Douze manifestants sont morts dans l'incendie qu'ils ont provoqué lors d'un rassemblement dans le bureau d'une puissante milice du sud du pays, a déclaré un haut responsable gouvernemental.
Deux autres personnes ont été tuées après avoir été touchées par des gaz lacrymogènes tirés par les forces de sécurité dans la capitale Bagdad, où des centaines de manifestants se sont rassemblés samedi et ont qualifié le Premier ministre Adel Abdul Mahdi de "ver".
Son parlement se réunit en session d'urgence pour discuter des revendications des manifestants en vue de l'amélioration des services publics.
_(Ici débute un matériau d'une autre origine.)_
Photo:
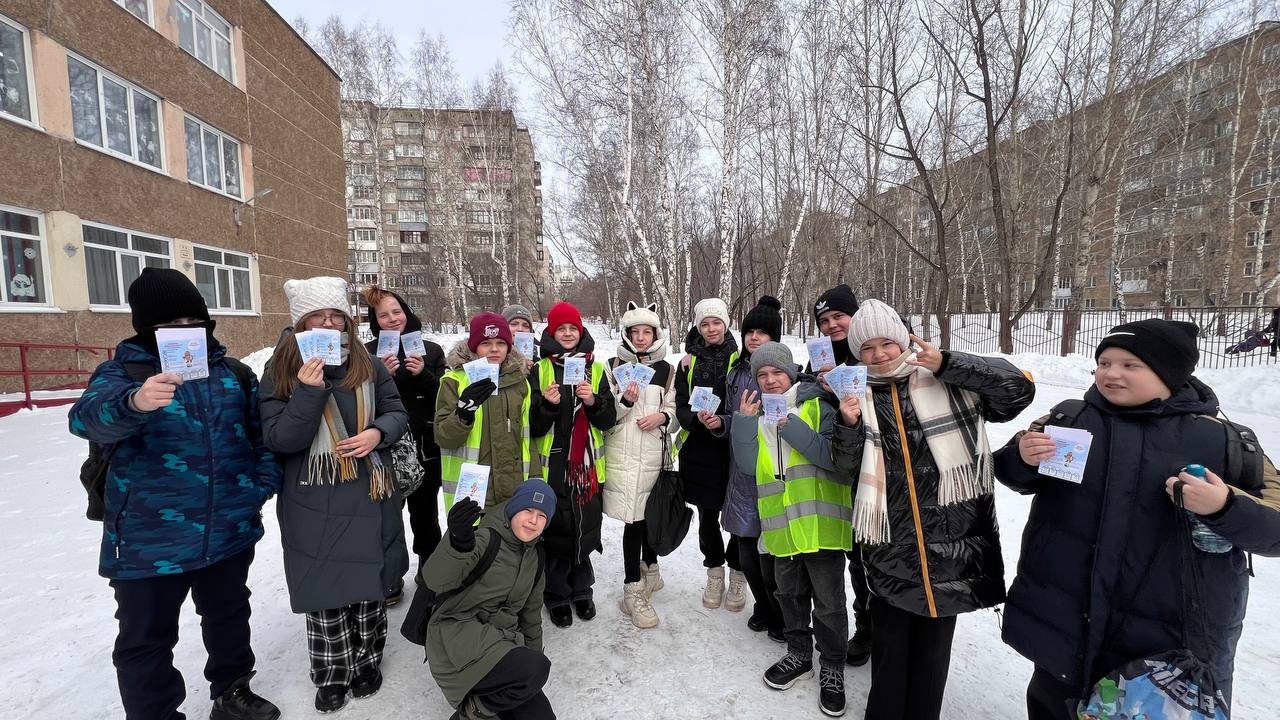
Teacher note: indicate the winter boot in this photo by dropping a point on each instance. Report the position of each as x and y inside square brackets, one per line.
[736, 598]
[635, 605]
[238, 702]
[831, 693]
[714, 593]
[785, 673]
[860, 645]
[652, 578]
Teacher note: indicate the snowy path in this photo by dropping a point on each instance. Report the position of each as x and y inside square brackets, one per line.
[59, 627]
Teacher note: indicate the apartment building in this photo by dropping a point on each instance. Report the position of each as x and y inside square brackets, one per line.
[444, 205]
[199, 135]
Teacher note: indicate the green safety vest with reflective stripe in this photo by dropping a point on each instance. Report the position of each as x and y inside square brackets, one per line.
[803, 509]
[689, 381]
[452, 459]
[545, 377]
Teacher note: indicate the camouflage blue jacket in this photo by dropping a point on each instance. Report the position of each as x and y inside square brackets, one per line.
[187, 483]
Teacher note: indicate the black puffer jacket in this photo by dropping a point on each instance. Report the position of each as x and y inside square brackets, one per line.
[417, 392]
[704, 459]
[961, 561]
[1100, 578]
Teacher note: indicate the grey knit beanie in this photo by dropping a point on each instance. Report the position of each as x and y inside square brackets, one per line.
[773, 355]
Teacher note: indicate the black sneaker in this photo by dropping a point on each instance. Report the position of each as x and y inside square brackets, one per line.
[785, 673]
[562, 616]
[330, 698]
[831, 696]
[238, 702]
[366, 687]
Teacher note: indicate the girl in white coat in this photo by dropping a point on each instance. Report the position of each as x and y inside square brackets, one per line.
[634, 452]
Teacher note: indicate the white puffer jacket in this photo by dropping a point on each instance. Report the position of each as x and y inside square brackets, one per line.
[634, 456]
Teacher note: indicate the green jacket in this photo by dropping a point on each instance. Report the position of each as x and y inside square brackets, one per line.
[502, 433]
[472, 630]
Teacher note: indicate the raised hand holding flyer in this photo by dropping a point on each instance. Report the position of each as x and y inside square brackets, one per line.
[183, 351]
[775, 408]
[575, 370]
[821, 354]
[1070, 455]
[414, 345]
[472, 482]
[388, 343]
[703, 400]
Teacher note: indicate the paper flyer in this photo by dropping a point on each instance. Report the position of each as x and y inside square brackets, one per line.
[183, 351]
[1070, 455]
[414, 345]
[388, 343]
[528, 345]
[575, 370]
[472, 482]
[703, 400]
[821, 354]
[775, 408]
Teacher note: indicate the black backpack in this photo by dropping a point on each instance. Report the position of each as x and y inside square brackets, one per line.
[95, 466]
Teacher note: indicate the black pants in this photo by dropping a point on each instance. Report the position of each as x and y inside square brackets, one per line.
[1047, 697]
[814, 584]
[758, 568]
[711, 541]
[567, 580]
[513, 688]
[147, 610]
[910, 659]
[635, 547]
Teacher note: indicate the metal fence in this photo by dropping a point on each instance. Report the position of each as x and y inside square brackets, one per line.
[1223, 338]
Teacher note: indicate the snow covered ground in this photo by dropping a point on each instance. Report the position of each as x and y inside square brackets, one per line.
[698, 662]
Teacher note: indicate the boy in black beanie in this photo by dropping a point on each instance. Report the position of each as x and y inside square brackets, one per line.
[1105, 552]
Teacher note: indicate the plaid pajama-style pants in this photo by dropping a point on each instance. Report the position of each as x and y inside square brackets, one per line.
[346, 642]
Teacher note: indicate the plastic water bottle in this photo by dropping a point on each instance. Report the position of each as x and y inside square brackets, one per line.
[1205, 538]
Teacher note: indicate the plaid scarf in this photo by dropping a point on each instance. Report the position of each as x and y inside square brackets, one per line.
[325, 465]
[954, 429]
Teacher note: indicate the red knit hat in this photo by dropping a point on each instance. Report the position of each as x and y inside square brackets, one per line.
[561, 314]
[488, 326]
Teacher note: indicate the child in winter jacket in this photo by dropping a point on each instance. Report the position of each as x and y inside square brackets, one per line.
[704, 456]
[568, 428]
[740, 516]
[475, 424]
[183, 500]
[332, 427]
[1100, 578]
[805, 511]
[915, 443]
[484, 641]
[636, 451]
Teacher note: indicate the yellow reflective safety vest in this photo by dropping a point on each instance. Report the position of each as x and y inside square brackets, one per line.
[452, 459]
[543, 443]
[803, 509]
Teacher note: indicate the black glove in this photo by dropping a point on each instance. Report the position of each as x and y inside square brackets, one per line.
[472, 397]
[462, 520]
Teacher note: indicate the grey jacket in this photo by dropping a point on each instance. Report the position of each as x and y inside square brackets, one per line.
[339, 546]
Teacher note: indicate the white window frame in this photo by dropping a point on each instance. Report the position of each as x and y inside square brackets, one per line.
[31, 77]
[8, 305]
[216, 309]
[222, 154]
[199, 10]
[101, 118]
[119, 270]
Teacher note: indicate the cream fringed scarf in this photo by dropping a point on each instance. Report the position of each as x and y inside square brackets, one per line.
[954, 429]
[325, 465]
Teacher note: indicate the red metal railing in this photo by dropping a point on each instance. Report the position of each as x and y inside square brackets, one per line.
[27, 373]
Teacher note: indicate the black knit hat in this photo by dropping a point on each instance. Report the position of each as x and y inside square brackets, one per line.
[161, 295]
[840, 297]
[1168, 346]
[764, 317]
Sur la place Tahrir à Bagdad, Ali Mohammed, 16 ans, le visage recouvert d'un t-shirt pour éviter d'inhaler les gaz lacrymogènes, a déclaré: "Nous voulons seulement quatre choses: des emplois, de l'eau, de l'électricité et la sécurité. C'est tout ce que nous voulons."
Les manifestations, le plus grand défi de sécurité de l'Irak depuis la défaite de l'Etat islamique, a commencé à Bagdad le 1er octobre.
Des manifestations réclamant plus d'emplois, de meilleurs services publics et la fin de la corruption se sont ensuite étendues aux villes du sud.
Un officier des renseignements du gouvernement et un membre de la puissante milice Asaib Ahl al-Haq auraient été tués lors d'affrontements avec des manifestants à Amara, dans le sud du pays, ont annoncé des sources policières.
Environ 2 000 personnes ont été blessées lors des manifestations à travers le pays, ont déclaré des sources médicales et la Haute Commission irakienne des droits de l'homme (IHCHR).
Des manifestations similaires au début du mois ont été brutalement réprimées par les forces de sécurité, faisant près de 150 morts.
Les ministres ont reconnu que les autorités avaient eu recours à une force excessive pour réprimer ces troubles.